Di tengah ketidakpastian global yang semakin kompleks, pasar kripto menunjukkan dinamika yang sangat kontras pada tahun 2025. Bitcoin (BTC), sebagai pelopor aset digital, tetap berdiri kokoh dengan pertumbuhan positif sejak awal tahun. Berdasarkan data hingga pertengahan Juni, BTC mencatatkan lonjakan sebesar 12 persen year-to-date (YTD), sekaligus menjadi satu-satunya aset kripto utama yang menunjukkan tren penguatan di tengah tekanan geopolitik dan pasar global yang fluktuatif.
Kondisi ini mempertegas posisi Bitcoin sebagai aset lindung nilai digital yang tangguh, bahkan ketika dunia diguncang oleh perang dagang antara Amerika Serikat dan mitra dagang utamanya, serta meningkatnya eskalasi di kawasan Timur Tengah. Sentimen positif terhadap BTC tak lepas dari adopsi institusional yang kian meluas, dukungan regulasi yang mulai matang di sejumlah negara, serta peningkatan permintaan terhadap aset non-inflasioner.
Namun, tak semua aset kripto merasakan berkah yang sama. Ethereum (ETH), kripto terbesar kedua berdasarkan kapitalisasi pasar, justru mengalami tekanan cukup berat. Dalam periode yang sama, ETH merosot hingga 23 persen meskipun sempat mendapat perhatian dari investor institusi yang melakukan akumulasi besar-besaran. Tampaknya, kekhawatiran terkait skalabilitas dan kepastian regulasi masih membayangi performa ETH.
Baca Juga: Metaplanet Kembali Terbitkan Surat Utang US$210 Juta demi Perluas Kepemilikan Bitcoin
Kondisi serupa juga dialami oleh Solana (SOL) dan Dogecoin (DOGE). Kedua aset ini menunjukkan performa YTD yang negatif, masing-masing anjlok sebesar 19 persen dan 45 persen. Padahal, SOL sempat dipuji karena kecepatannya dalam memproses transaksi, sementara DOGE terus didorong komunitas loyal yang besar serta dukungan tokoh populer seperti Elon Musk. Sayangnya, sentimen pasar saat ini tampaknya belum berpihak pada altcoin berisiko tinggi.
XRP, yang sebelumnya sempat menarik perhatian publik berkat rencana peluncuran XRP Treasury oleh delapan perusahaan lintas sektor, juga belum mampu menunjukkan performa menggembirakan. Meski inisiatif tersebut dinilai sebagai langkah strategis untuk memperluas ekosistem dan utilitas XRP, harga token ini tetap turun sebesar 6,5 persen YTD.

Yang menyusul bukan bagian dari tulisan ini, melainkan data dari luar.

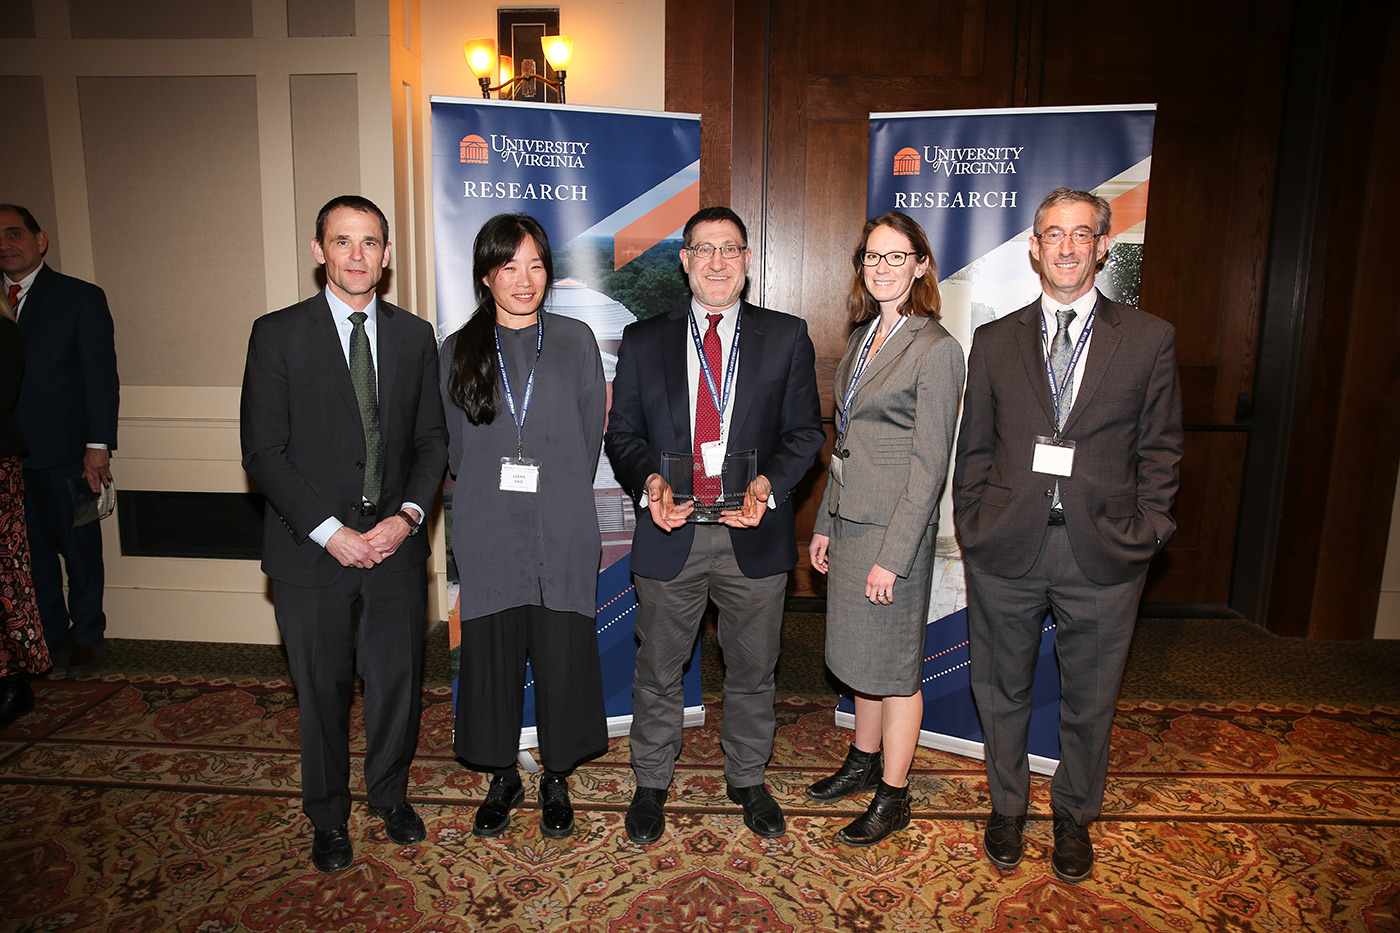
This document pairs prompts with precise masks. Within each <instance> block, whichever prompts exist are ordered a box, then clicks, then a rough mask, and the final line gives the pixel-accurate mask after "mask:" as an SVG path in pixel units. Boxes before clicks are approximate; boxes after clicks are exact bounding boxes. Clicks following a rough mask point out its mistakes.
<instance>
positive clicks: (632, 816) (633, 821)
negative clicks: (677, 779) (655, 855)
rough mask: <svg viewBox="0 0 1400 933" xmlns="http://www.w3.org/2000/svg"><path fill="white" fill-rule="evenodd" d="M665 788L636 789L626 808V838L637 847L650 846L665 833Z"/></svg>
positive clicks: (665, 799) (665, 802) (665, 821)
mask: <svg viewBox="0 0 1400 933" xmlns="http://www.w3.org/2000/svg"><path fill="white" fill-rule="evenodd" d="M665 803H666V789H665V787H637V790H636V793H633V796H631V806H629V807H627V820H626V827H627V838H629V839H631V841H633V843H636V845H638V846H650V845H651V843H652V842H655V841H657V839H659V838H661V834H662V832H665V831H666V813H665V810H662V807H664V804H665Z"/></svg>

Ketimpangan performa antara Bitcoin dan mayoritas altcoin ini memperlihatkan pergeseran minat investor menuju aset yang dianggap lebih stabil, kuat, dan tahan banting di tengah gejolak global. Di sisi lain, kondisi ini menjadi pengingat bahwa fundamental dan utilitas jangka panjang tetap menjadi faktor utama dalam menentukan arah investasi kripto ke depan.
Dengan lanskap kripto yang terus berkembang cepat, investor dituntut lebih jeli dalam menilai potensi aset digital. Momentum Bitcoin sebagai penyimpan nilai modern tampaknya kembali mendapat validasi, sementara altcoin harus bekerja lebih keras untuk membuktikan relevansi dan daya tahannya di tengah volatilitas pasar yang tinggi.